Brain Health and Emotional Well-being: A Sports Neuropsychology Conversation
By Dr. Rosemarie Scolaro Moser and Dr. Bridget Mayer
Appearing in Princeton Magazine, Sept.2022 issue
Dr. Bridget Mayer (BM): Congratulations on becoming elected as president of the Sports Neuropsychology Society! I suspect some readers of Princeton Magazine have never heard of sports neuropsychology.
Dr. Rosemarie Scolaro Moser (RSM): Thank you and I don’t doubt you are right. Sports neuropsychology is a specialized field of health care that focuses on the brain health and emotional well- being of athletes of all ages and of all skill levels, whether pee wee, travel, community, high school, college, or pro sports. Sports neuropsychologists helped launch the first programs for concussion testing, identification, treatment, and research in professional athletes back in the 1990s. Soon after, we brought those programs to youth and amateur sports. But we are not only experts in concussion management and brain injury. We are focused on keeping athletes’ brains healthy and promoting emotional well-being.
BM: Keeping athletes’ brains healthy is not an easy task, yet it’s critical to emotional well-being. I try to explain that the brain is an extraordinary, complex organ comprised of billions of nerve cells called neurons. These nerve cells connect to send electrochemical messages throughout the nervous system. Basically, the brain is the master controller of everything your body does and feels: your sensations, movements, thoughts, behaviors, and emotions. When your brain neurochemistry gets rattled, all kinds of quirky symptoms can occur: physical, cognitive, behavioral, and emotional.
RSM: Yes! And we need to remember that concussions are not the only things that can disturb your brain neurochemistry. There are other factors to consider like diet, stress, physical injury, hormonal changes, substance and alcohol use, disease, and especially poor sleep. Unfortunately, we are a sleep-deprived culture, and lack of sleep wreaks havoc on brain neurochemistry. Disturbing your brain neurochemistry can result in a variety of symptoms like fatigue, poor focus and attention, learning difficulties, depression, anxiety, and memory problems. These symptoms will affect not only athletic performance, but academics, job performance, and family and social relationships.
BM: The message here is that it is not just concussions that cause problems for athletes. Sports neuropsychologists help athletes identify and control the life factors that alter brain function and produce distress. In this way, athletes can improve overall performance and their physical and emotional well-being. I think the public is now becoming more aware of the stress on athletes to perform and compete.

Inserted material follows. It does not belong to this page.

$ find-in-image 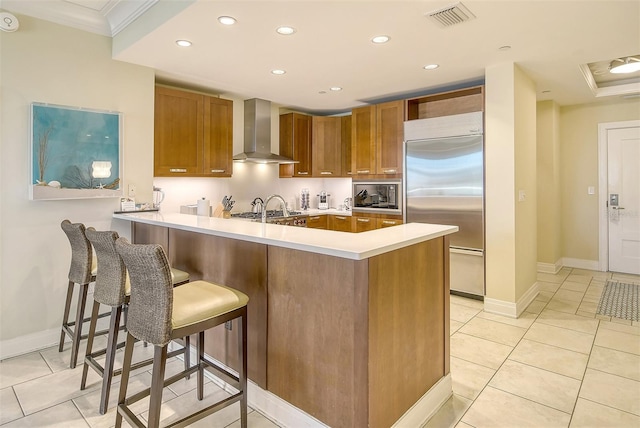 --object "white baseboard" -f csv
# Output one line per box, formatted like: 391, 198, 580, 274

RSM: I am gravely concerned that for too long we have overlooked the significant stressors and challenges affecting our athletes. Whether it’s overspecialization at a very young age, the college athletic recruitment process, or pressure to excel at all costs, athletes can be vulnerable to worry, anxiety, and depression. Also, the stories of abuse, trauma, suicide, eating disorders, drug use, stigmatization, racism, and prejudice are heartbreaking. These are what Dr. William Parham, the first ever Director of Mental Health and Wellness of the National Basketball Players Association, calls “hidden tattoos.” Many of us do not realize the enormity of the pressures of competition, the lack of privacy, the grueling practice and training schedules, the sleep deprivation, the isolation, the bullying, and the back- room politics that can target athletes whose passions and goals are at stake.

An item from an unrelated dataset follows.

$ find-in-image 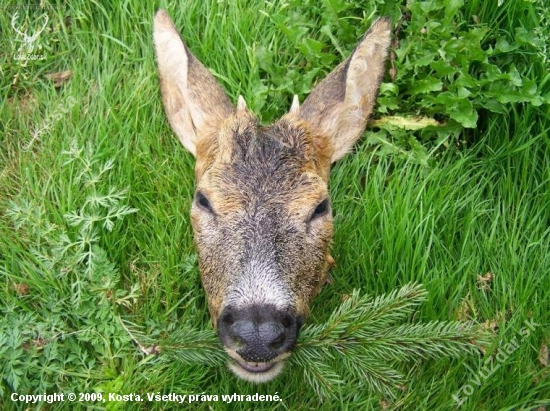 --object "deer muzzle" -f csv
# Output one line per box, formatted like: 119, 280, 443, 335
218, 304, 303, 382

BM: I really applaud those high-profile athletes, like Simone Biles, Michael Phelps, Lindsey Vonn, and Serena Williams, who are coming forward as advocates of emotional well-being for their fellow athletes. Now, we all need to step up to the plate and provide the supports they need.

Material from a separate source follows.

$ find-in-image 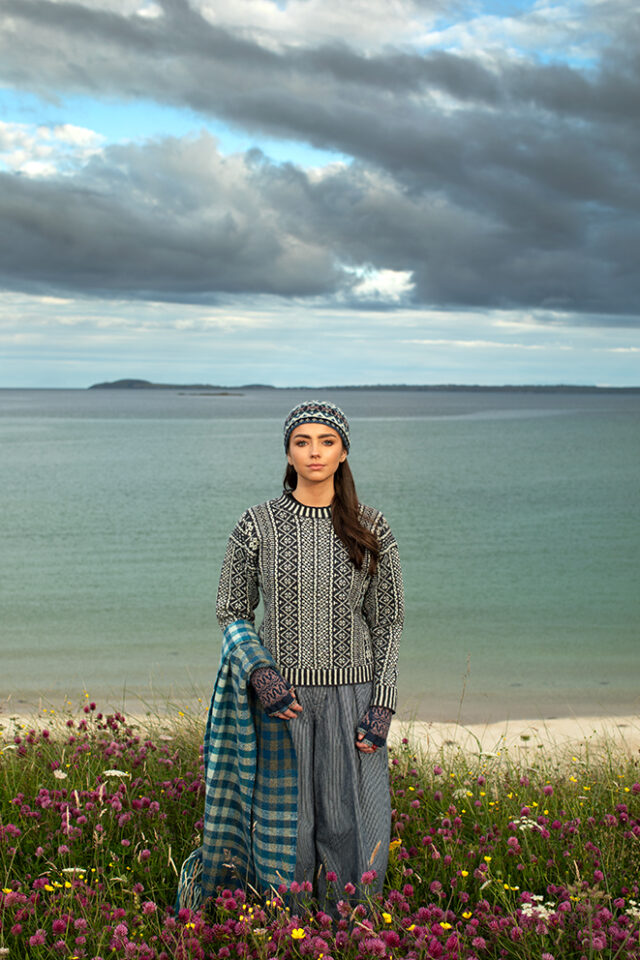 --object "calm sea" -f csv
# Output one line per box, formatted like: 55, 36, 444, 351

RSM: Here is my checklist of supports for athletes, and all of these items are equally important: Provide athletes with reasonable schedules that include plenty of sleep, regular down-time, and reduced pressure to perform. Provide mental health awareness training through webinars, podcasts, educational meetings, and printed materials. Allow for user-friendly, non-stigmatized access to counseling, psychotherapy, group workshops, and training in mindfulness, meditation, and relaxation training for stress reduction. Help athletes take care of their bodies with monitoring for concussion and other injuries, proper pain management, and good nutrition. Provide academic supports and accommodations so that athletes can keep up with their academics in the face of athletic demands. Last, but not least, encourage their talents and interests in other areas of life so their self-worth is not solely defined by the sport. It’s important to keep a diversified life portfolio.